Israeli settlement in the West Bank

Brukhin (ברוכין, also Bruchin) is an Israeli settlement located in the West Bank, about 1 km from the Palestinian city of Bruqin.

Over 101 Orthodox Jewish families are living in Brukhin. A further 100 families are due to move in as the settlement expands (2015). In its population was .

The international community considers Israeli settlements in the West Bank illegal under international law, but the Israeli government disputes this.

==History==
According to ARIJ, Israel confiscated 332 dunams of land from the nearby Palestinian village of Bruqin in order to construct Brukhin.

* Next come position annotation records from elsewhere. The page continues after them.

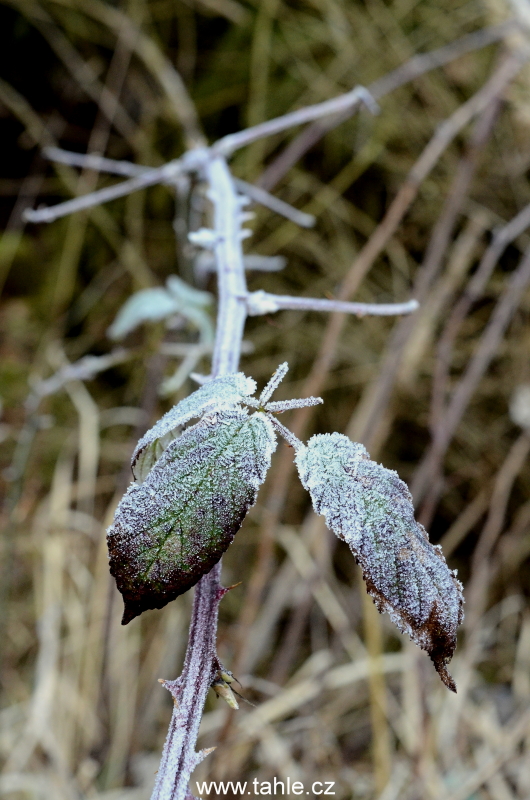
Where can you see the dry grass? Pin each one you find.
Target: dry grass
(339, 694)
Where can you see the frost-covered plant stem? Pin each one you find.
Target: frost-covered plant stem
(179, 757)
(228, 253)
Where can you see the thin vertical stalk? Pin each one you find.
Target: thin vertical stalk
(179, 757)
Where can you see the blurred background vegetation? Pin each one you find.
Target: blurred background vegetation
(339, 694)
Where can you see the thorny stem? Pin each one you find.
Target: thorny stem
(179, 758)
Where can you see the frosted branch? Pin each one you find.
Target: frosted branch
(278, 406)
(147, 178)
(264, 198)
(228, 144)
(288, 435)
(274, 382)
(264, 303)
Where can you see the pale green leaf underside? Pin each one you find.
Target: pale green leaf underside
(217, 394)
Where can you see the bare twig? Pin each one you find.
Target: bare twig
(373, 405)
(315, 381)
(479, 363)
(501, 239)
(417, 66)
(264, 303)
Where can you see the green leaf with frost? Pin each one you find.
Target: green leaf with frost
(370, 508)
(170, 530)
(218, 394)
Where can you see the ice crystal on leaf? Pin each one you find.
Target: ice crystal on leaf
(171, 529)
(370, 508)
(216, 395)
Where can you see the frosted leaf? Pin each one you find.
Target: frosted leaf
(217, 394)
(169, 531)
(371, 509)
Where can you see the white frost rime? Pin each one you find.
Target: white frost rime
(370, 508)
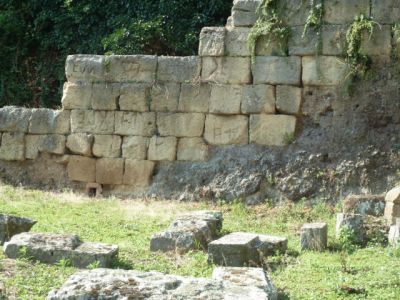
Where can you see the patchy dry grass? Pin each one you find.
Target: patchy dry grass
(131, 223)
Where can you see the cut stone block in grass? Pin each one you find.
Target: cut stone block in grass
(188, 232)
(314, 236)
(52, 248)
(12, 225)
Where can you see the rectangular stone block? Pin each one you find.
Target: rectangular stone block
(277, 70)
(236, 41)
(226, 99)
(85, 68)
(212, 41)
(194, 98)
(105, 96)
(45, 120)
(135, 147)
(110, 170)
(131, 68)
(77, 95)
(288, 99)
(131, 123)
(324, 70)
(35, 144)
(272, 130)
(12, 146)
(107, 146)
(226, 130)
(180, 124)
(385, 12)
(230, 70)
(192, 149)
(135, 97)
(165, 97)
(162, 148)
(81, 168)
(258, 98)
(178, 69)
(14, 119)
(138, 173)
(344, 11)
(100, 122)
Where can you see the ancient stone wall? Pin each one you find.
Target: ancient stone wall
(125, 119)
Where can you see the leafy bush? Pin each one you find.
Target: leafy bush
(37, 35)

Brukhin was founded in 1998 on non-private land claimed as state land by Israel as a trailer neighbourhood, and developed by one of the founding members, Amishai Shav-Tal, in October 2000, within the territory administered as part of its municipality by the Shomron Regional Council. The Sasson Report established that the Brukhin outpost was an unauthorized Israeli settlement. The report also said that $785,000 was spent on Brukhin's infrastructure and public buildings. Construction in the village was frozen in 2012 by an order from the Israeli High Court. In 2012 the Israeli state provided the illegal outpost with official authorization.

On May 15, 2025, a gunman opened fire on a car in Brukhin, killing a pregnant Israeli woman. Her child was delivered in an emergency caesarean section. Israeli authorities stated they were "deeply shocked by the horrific attack in [the northern West Bank] against a pregnant woman and her husband, while they were making their way to the delivery room", while Hamas praised the attack as a "heroic" response to Israel's "escalating crimes and ongoing aggression against our people in Gaza and the occupied West Bank".

==Popular culture==
In July 2015 a "come and join" video was released on YouTube featuring a song sung by the families of Brukhin.